Boston — May 7, 2012 — As the diabetes epidemic spreads worldwide, there is growing concern for Asian American populations, who are nearly twice as likely to develop diabetes, particularly type 2 diabetes. Compounding the problem, many of the standard ways to detect diabetes fail in people of Asian descent.
“The medical profession needs to be aware of and address the unique characteristics of this population,” said George L. King, M.D., Chief Scientific Officer at Joslin Diabetes Center and Professor of Medicine at Harvard Medical School (HMS). “Without this understanding, diabetes could be misdiagnosed or missed altogether.”
Dr. King was lead author of nine diabetes specialists nationwide who collaboratively wrote an article published in the May 2012 edition of Diabetes Care highlighting a comprehensive range of research findings presented at an international symposium held in Honolulu in September 2011.
The authors compiled extensive data on various groups that comprise the Asian American population, encompassing immigrants from numerous East Asian countries and those born in the United States. They also studied diabetes incidence in Native Hawaiians and Pacific Islanders.
Although there are large differences in immigration patterns and lifestyle adaptations to U.S. culture among these groups, common threads and new insights are emerging. Researchers are finding significant differences in how diabetes affects the body’s chemistry, how to view body weight, and why commonly used laboratory tests may not be reliable in Asian populations.
“Type 1 diabetes can be difficult to clinically differentiate from type 2 diabetes in Asians,” said Dr. William C. Hsu, M.D., who with Dr. King co-directs the Asian American Diabetes Initiative at Joslin. Dr. Hsu, an Assistant Professor of Medicine at HMS, was lead author of a team of 12 experts who wrote a second article published in the same edition of Diabetes Care. These authors focused on the pathophysiology, or the disease process, of diabetes.
Type 1 diabetes is relatively rare in Asians, with incidence five to 10 times lower than in people of European descent. But diagnosing the disease is more difficult because genetic markers and blood factors generally associated with type 1 diabetes are present in only 30 percent of patients of Asian descent. In other words, simply relying on conventional tests would lead to misdiagnosis of a large percentage of Asians who have type 1 diabetes. More research is needed to learn what other biological factors in Asians patients lead to the destruction of insulin-making beta cells, resulting in type 1 diabetes. Lab tests then could be developed to detect these specific factors.
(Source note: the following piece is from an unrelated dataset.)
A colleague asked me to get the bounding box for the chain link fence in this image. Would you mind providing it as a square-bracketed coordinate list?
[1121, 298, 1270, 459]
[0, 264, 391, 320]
Type 2 diabetes is the most common form of diabetes in Asian Americans, with prevalence of diagnosed cases in recent years jumping from approximately 1 or 2 percent to 10 percent today, compared with 6 percent in the general population. Many others are undiagnosed or at risk, falling into the "pre-diabetes" category. In type 2 diabetes, the pancreas produces insulin but not enough, or the body’s cells resist its effect. A risk factor commonly associated with type 2 diabetes is excess weight, often measured by calculating the body mass index (BMI).
But for Asian Americans with type 2 diabetes, the average BMI is between 24 and 25, well within the normal BMI range (19–25) for the general population.
“The BMI in Asian patients can be misleading. They can look quite skinny,” Dr. Hsu said. “Instead, we’re learning that a better indicator of type 2 diabetes risk in Asians is fat deposits at the waistline.” More research is needed to understand how visceral fat contributes to the onset of type 2 diabetes. If detected in the pre-diabetes stage, the disease often can be prevented.
To diagnose diabetes, a commonly used tool—the fasting plasma glucose—fails to detect abnormal glucose tolerance in many Asian Americans. The authors recommend the oral glucose tolerance test, which although more cumbersome to do, has greater sensitivity and reliability in Asian populations.
Per diabetes complications, physicians need be aware that Asian Americans with diabetes tend to have a lower incidence of cardiovascular disease but higher rates of end-stage renal disease. These patients need to be monitored and treated accordingly.
Per treatments for diabetes, the authors cited the need for more studies: “The unique features of diabetes pathophysiology within this very heterogeneous population may indicate a need for different treatment guidelines.” Insulin dosing, oral medications and lifestyle factors such as exercise and nutrition should be enfolded into a diabetes care program tailored to individuals, families and cultural practices.
The team of experts at Joslin’s Asian Diabetes Initiative has found that educational materials are most effective when published in both the Asian language and English, allowing younger and older generations to communicate fluidly. Joslin also has developed multilingual websites.
Community-based education programs, which also have proved to be highly effective, need to be expanded. And in national data collection, it is important to include Asian groups as subsets of the general population, with culturally appropriate methods incorporated into the design of surveys.
“While there is much to be gained from ethnically sensitive care, these considerations are only a starting point,” Dr. Hsu said. “Ultimately, all diabetes care needs to be tailored to the individual. That’s the direction that medicine is going, and all populations will benefit.”